Wake Forest had a 27-21 lead against Ole Miss late in the game with Ole Miss driving. On third down, Jevan Snead attempts to throw to the back of the end zone and gets drilled. His arm is hit as he threw (not the ball exactly because that would count as a tip) and it lands toward the front of the end zone. A receiver in the back of the end zone is hit to the ground and a flag is thrown...pass interference. The receiver could not have caught the ball even if he had arms and hands as big as The Great Khali. Yet it was pass interference. Ole Miss goes on to score a touchdown on that drive and take the 28-27 lead with only 1:01 left to play. Luckily for Wake Forest they were able to hit a 41-yard field goal to win the game 30-28.
Midway through the 4th quarter in South Bend, San Diego State was knocking on the door step, as an Aztec is entering the end zone he is hit by a Notre Dame defender and the ball comes loose and lands outside the end zone, is picked up by a Notre Dame player and once he is tackled the ref signals a touchback. The replay suggested that the SDSU player may have actually broken the plane but what it also showed was that the ball landed in the field of play. It never got into the end zone. As such, it never should have been a touchback. It was picked up in the field of play and the Irish player was tackled. They should have at best had the ball at the one yard line and at worst it should have been a touchdown for SDSU. Instead Notre Dame got the ball at the 20 and promptly went down and scored a touchdown to take the 14-13 lead which would be all they would need to win. But make no mistake, the refs call changed the course of that game.
Finally, the worst play happened to Washington. They played a tight back and forth game with BYU and were trailing 28-21 with little time left on the clock. Jake Locker engineered a terrific drive which culminated in his touchdown run with only 2 seconds to play. Then the laundry came on the field. In his excitement from driving the length of the field and scoring the game tying touchdown as time expired, Jake Locker threw his hands in the air and in doing so tossed the ball toward the back of the end zone. Excessive celebration. 15-yard penalty making them kick the extra point from the 18, and it was blocked. BYU wins 28-27. As one announcer said, "This loss rests squarely on the shoulders of the referees."
The NCAA has tried to cut down on celebrations for the past few years. You can't spike the ball. You can't do pre-planned celebration. You can't do anything that would single you out and draw attention to you as an individual. You can get excited as long as you don't get too excited.
Jake Locker did not spike the ball.

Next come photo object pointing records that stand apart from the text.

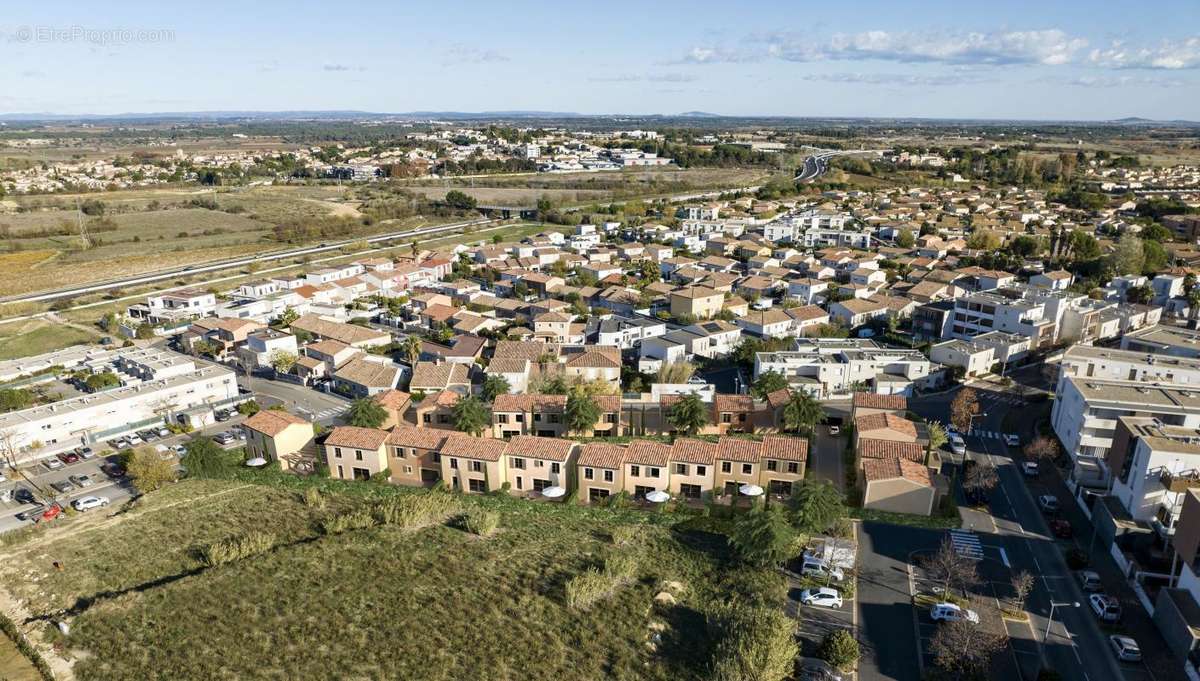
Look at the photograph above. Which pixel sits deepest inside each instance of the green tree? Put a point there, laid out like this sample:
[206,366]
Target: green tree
[460,200]
[755,643]
[1127,257]
[816,506]
[767,384]
[689,415]
[412,349]
[763,536]
[840,650]
[148,470]
[582,411]
[802,413]
[495,385]
[205,458]
[366,413]
[471,416]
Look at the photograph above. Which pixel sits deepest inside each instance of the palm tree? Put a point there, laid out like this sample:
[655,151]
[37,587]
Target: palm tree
[412,349]
[802,413]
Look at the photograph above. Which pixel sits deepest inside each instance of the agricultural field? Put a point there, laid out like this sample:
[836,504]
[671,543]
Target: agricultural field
[415,596]
[34,337]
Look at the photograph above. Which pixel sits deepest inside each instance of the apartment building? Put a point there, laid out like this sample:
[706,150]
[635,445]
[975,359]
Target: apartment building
[1086,410]
[156,386]
[832,367]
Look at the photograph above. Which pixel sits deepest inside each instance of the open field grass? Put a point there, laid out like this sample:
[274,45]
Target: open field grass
[35,337]
[383,602]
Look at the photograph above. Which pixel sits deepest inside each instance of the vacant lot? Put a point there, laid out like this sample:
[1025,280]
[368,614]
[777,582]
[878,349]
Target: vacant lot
[34,337]
[382,602]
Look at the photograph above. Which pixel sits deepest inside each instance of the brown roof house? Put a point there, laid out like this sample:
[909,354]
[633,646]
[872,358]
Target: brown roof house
[281,437]
[599,470]
[537,463]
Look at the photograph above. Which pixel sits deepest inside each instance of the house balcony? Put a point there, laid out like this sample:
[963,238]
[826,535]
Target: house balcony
[1180,481]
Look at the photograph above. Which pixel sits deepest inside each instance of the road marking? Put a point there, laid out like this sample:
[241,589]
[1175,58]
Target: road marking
[966,543]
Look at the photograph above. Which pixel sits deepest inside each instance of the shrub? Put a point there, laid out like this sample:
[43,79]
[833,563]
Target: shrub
[417,510]
[481,522]
[346,522]
[840,650]
[231,549]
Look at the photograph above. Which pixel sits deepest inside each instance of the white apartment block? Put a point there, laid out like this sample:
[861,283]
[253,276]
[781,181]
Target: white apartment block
[155,389]
[833,367]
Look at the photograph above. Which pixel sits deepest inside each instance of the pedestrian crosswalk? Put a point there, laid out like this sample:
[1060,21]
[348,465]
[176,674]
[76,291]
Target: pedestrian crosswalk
[966,544]
[990,434]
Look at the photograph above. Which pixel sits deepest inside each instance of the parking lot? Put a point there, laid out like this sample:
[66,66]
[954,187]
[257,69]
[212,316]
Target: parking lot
[71,477]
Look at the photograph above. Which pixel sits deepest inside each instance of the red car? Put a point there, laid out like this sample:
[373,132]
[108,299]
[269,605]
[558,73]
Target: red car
[1061,529]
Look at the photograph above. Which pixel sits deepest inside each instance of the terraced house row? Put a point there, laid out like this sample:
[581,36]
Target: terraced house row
[527,464]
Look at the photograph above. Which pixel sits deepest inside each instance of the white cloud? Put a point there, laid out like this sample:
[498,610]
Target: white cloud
[469,54]
[1167,55]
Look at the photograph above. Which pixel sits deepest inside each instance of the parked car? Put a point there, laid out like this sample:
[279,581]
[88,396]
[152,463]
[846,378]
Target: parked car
[823,596]
[1090,580]
[89,502]
[1049,504]
[1125,648]
[113,470]
[821,570]
[82,481]
[33,512]
[952,613]
[1105,607]
[815,669]
[1061,529]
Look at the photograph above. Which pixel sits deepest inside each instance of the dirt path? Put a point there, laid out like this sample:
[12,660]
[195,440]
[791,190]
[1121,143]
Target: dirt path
[18,610]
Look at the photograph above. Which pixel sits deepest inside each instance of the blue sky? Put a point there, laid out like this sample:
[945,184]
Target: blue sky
[1054,59]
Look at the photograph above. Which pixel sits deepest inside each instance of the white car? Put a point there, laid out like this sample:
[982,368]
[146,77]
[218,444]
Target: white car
[1125,648]
[821,570]
[952,613]
[823,596]
[89,502]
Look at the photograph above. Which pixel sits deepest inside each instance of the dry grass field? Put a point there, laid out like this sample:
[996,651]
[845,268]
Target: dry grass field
[393,600]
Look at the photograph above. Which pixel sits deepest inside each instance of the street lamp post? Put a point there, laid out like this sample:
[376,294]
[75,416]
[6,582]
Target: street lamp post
[1050,621]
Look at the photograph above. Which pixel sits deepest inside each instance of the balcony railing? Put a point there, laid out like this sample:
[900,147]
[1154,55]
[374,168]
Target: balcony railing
[1180,481]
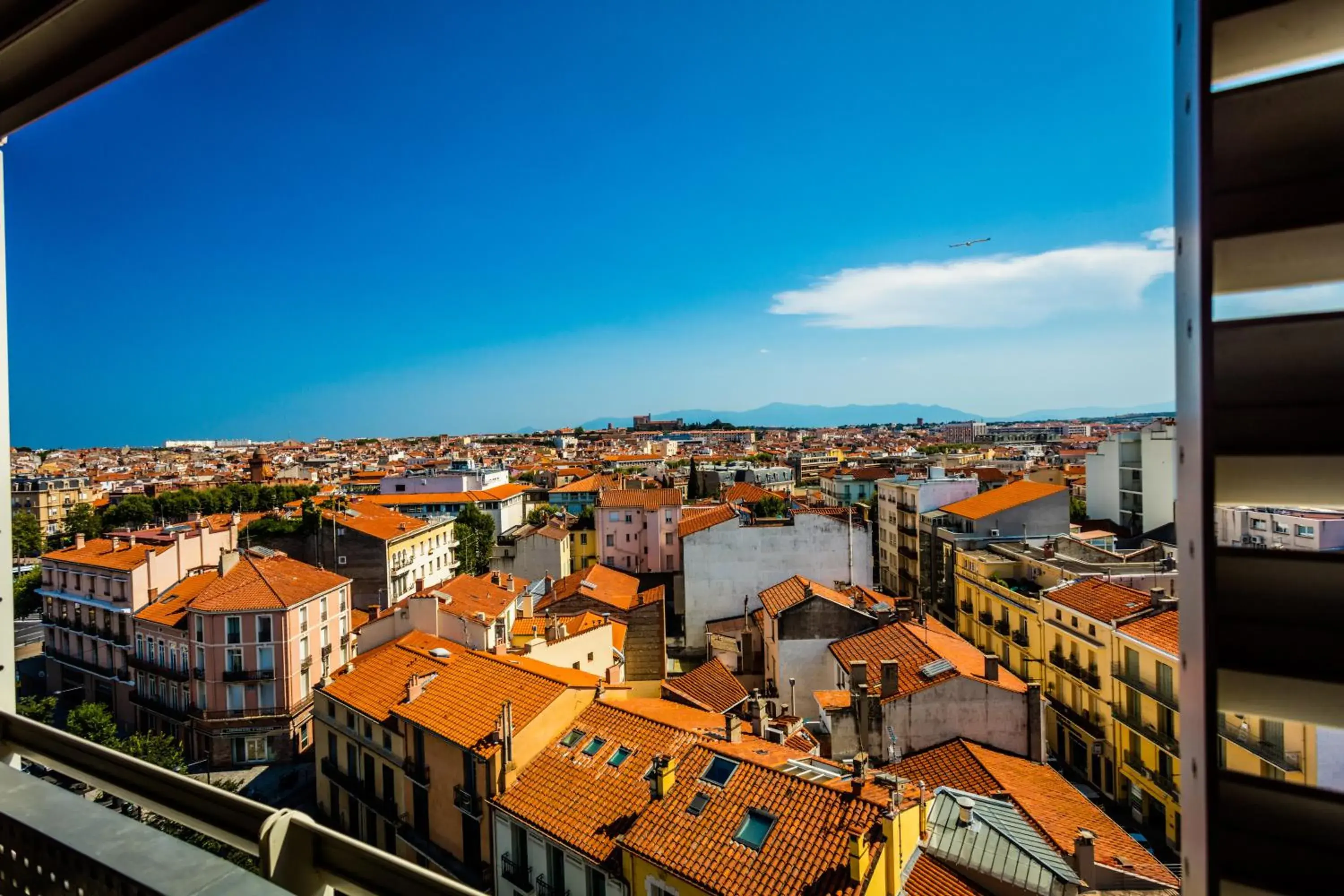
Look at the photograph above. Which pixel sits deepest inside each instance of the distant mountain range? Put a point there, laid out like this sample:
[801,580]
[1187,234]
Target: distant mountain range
[811,416]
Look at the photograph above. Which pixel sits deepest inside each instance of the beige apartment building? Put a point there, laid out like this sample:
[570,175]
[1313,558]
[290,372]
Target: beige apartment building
[50,497]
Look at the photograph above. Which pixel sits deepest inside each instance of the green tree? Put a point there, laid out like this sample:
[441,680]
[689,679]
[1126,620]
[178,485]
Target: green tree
[27,536]
[160,750]
[1077,509]
[26,598]
[38,708]
[131,512]
[539,515]
[82,520]
[771,505]
[93,722]
[475,532]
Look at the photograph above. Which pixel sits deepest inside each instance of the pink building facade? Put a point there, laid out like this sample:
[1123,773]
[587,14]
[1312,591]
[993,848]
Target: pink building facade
[638,530]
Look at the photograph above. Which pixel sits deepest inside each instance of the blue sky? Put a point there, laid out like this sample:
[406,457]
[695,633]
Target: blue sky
[322,220]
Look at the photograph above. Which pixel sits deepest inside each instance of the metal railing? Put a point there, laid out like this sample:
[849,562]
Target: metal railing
[295,852]
[1266,750]
[1146,688]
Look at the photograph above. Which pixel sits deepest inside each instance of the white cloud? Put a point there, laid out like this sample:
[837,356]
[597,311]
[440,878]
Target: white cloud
[994,291]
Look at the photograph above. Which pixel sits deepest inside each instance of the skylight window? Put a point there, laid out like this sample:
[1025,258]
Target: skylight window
[721,769]
[754,828]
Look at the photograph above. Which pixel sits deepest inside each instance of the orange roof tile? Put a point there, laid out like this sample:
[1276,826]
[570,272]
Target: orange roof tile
[978,507]
[710,687]
[916,645]
[99,552]
[1160,630]
[1050,802]
[807,849]
[698,519]
[171,607]
[1100,599]
[582,800]
[265,583]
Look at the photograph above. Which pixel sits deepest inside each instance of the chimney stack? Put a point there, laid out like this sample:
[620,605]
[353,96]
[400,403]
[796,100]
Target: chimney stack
[889,677]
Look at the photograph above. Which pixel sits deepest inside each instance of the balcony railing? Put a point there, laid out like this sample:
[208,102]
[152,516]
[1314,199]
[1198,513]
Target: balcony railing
[517,872]
[547,888]
[1136,722]
[1084,720]
[61,840]
[1269,751]
[155,704]
[249,675]
[1146,688]
[468,802]
[156,668]
[1164,782]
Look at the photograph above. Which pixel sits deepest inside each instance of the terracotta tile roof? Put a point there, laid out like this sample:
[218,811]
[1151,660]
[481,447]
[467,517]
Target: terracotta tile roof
[463,703]
[1046,798]
[793,591]
[930,878]
[699,519]
[584,801]
[978,507]
[1100,599]
[914,646]
[171,607]
[709,687]
[378,683]
[748,493]
[647,499]
[374,520]
[601,583]
[807,849]
[1160,630]
[465,595]
[97,552]
[589,484]
[265,583]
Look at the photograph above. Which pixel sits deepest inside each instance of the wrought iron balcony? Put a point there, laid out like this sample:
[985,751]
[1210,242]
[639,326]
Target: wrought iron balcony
[468,802]
[517,872]
[249,675]
[154,667]
[1266,750]
[1146,688]
[57,841]
[1131,720]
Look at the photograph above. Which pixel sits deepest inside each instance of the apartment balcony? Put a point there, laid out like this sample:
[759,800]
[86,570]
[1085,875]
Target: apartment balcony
[1272,753]
[155,704]
[1146,688]
[156,668]
[1082,720]
[546,888]
[57,841]
[517,872]
[249,675]
[1164,782]
[470,804]
[1166,741]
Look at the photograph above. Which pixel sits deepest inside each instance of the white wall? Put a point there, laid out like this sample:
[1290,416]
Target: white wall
[728,562]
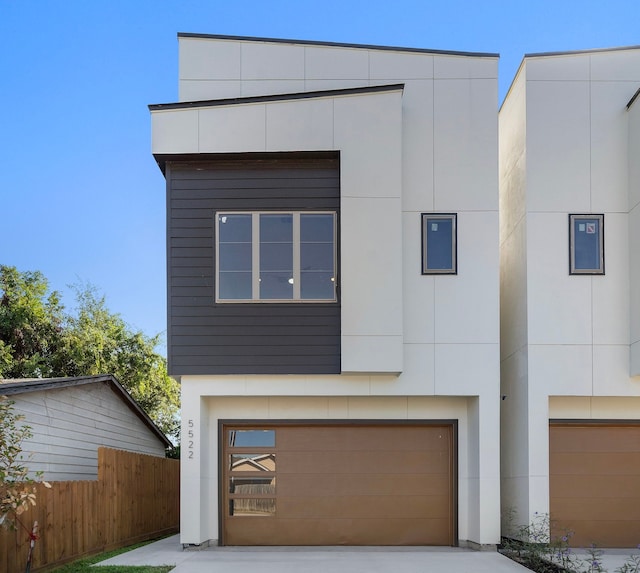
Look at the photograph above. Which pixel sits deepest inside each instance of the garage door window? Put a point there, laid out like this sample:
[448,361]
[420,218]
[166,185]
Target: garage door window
[251,471]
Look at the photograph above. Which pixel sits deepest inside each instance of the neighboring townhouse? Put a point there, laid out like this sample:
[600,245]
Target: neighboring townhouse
[333,292]
[70,418]
[570,310]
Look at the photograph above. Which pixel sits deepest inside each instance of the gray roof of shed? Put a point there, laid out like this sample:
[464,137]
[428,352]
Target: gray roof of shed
[11,387]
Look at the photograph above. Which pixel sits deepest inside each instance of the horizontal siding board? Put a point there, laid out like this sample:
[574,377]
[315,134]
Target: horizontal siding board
[275,311]
[242,320]
[193,262]
[202,188]
[231,330]
[277,360]
[238,350]
[282,369]
[258,204]
[205,337]
[288,341]
[191,281]
[191,242]
[200,252]
[69,424]
[192,272]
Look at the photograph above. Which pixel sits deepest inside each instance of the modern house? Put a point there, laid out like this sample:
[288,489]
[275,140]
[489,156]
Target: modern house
[570,277]
[70,418]
[333,292]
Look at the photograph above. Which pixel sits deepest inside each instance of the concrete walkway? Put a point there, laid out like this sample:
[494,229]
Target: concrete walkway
[317,559]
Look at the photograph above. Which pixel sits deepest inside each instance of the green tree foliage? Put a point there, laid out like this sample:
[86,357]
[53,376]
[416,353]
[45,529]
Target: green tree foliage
[17,489]
[31,326]
[38,339]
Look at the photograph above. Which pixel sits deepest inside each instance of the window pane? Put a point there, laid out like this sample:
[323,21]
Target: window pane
[276,228]
[316,257]
[252,507]
[587,244]
[252,462]
[252,486]
[276,257]
[235,257]
[252,438]
[317,285]
[316,228]
[439,246]
[276,285]
[234,285]
[234,228]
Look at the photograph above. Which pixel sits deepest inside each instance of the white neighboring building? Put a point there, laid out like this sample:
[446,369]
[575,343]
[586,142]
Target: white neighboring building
[70,418]
[570,327]
[368,405]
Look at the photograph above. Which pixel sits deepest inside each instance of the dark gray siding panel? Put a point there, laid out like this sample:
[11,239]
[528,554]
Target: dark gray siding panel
[250,338]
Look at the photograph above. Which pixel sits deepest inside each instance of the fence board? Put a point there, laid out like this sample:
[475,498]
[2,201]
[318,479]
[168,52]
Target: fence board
[135,498]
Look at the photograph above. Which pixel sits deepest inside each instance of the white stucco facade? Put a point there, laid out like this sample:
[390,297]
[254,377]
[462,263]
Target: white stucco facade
[569,343]
[412,346]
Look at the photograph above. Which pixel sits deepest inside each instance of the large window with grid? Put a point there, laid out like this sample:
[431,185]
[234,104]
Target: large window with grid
[276,256]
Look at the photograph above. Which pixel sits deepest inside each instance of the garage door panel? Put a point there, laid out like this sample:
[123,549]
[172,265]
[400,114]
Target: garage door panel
[584,486]
[596,463]
[364,507]
[596,509]
[594,479]
[351,462]
[340,532]
[595,439]
[384,438]
[352,485]
[592,532]
[297,485]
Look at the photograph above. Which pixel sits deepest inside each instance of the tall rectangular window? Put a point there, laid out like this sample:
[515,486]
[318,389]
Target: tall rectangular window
[586,244]
[276,256]
[439,249]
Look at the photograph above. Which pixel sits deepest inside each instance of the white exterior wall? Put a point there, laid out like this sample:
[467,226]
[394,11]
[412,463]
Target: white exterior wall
[514,412]
[634,234]
[70,424]
[577,327]
[412,339]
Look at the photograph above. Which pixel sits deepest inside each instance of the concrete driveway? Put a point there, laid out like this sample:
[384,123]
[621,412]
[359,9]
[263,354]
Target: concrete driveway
[317,559]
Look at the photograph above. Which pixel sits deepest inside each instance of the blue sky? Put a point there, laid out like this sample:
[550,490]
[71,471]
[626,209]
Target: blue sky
[82,199]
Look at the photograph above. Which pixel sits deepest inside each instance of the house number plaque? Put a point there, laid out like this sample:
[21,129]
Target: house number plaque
[190,439]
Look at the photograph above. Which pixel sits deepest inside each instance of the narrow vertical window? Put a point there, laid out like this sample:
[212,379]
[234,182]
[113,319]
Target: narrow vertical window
[586,244]
[234,256]
[439,249]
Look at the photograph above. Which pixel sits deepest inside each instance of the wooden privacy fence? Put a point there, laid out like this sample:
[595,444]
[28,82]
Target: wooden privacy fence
[135,498]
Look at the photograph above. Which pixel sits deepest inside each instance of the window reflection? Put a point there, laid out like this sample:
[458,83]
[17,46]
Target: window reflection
[252,462]
[252,438]
[252,507]
[252,486]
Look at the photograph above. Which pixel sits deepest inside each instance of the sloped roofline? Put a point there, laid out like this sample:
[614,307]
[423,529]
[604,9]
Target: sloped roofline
[11,387]
[568,53]
[275,97]
[578,52]
[633,99]
[337,45]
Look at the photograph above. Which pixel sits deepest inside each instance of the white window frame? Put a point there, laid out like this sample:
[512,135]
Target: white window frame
[255,257]
[573,218]
[425,219]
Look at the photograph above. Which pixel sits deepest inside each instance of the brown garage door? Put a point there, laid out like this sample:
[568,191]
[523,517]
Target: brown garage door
[595,482]
[362,484]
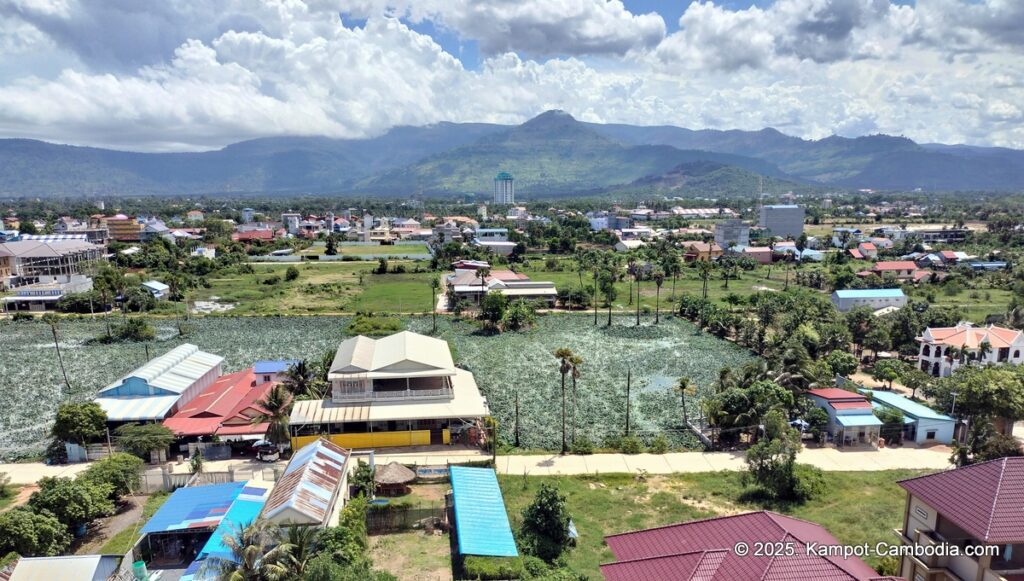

He did not do a pre-planned celebration. He did not try to single himself out. In fact, when he jumped up, the first thing he did was look for his fellow Huskies and start chest-bumping and helmet slapping. One could say that he did everything that the NCAA is looking for. Not rubbing it in. Not over celebrating. Yet he was flagged for excessive celebration. It was truly sad to see Washington's hard work and excellent play get penalized by flag-happy stripes.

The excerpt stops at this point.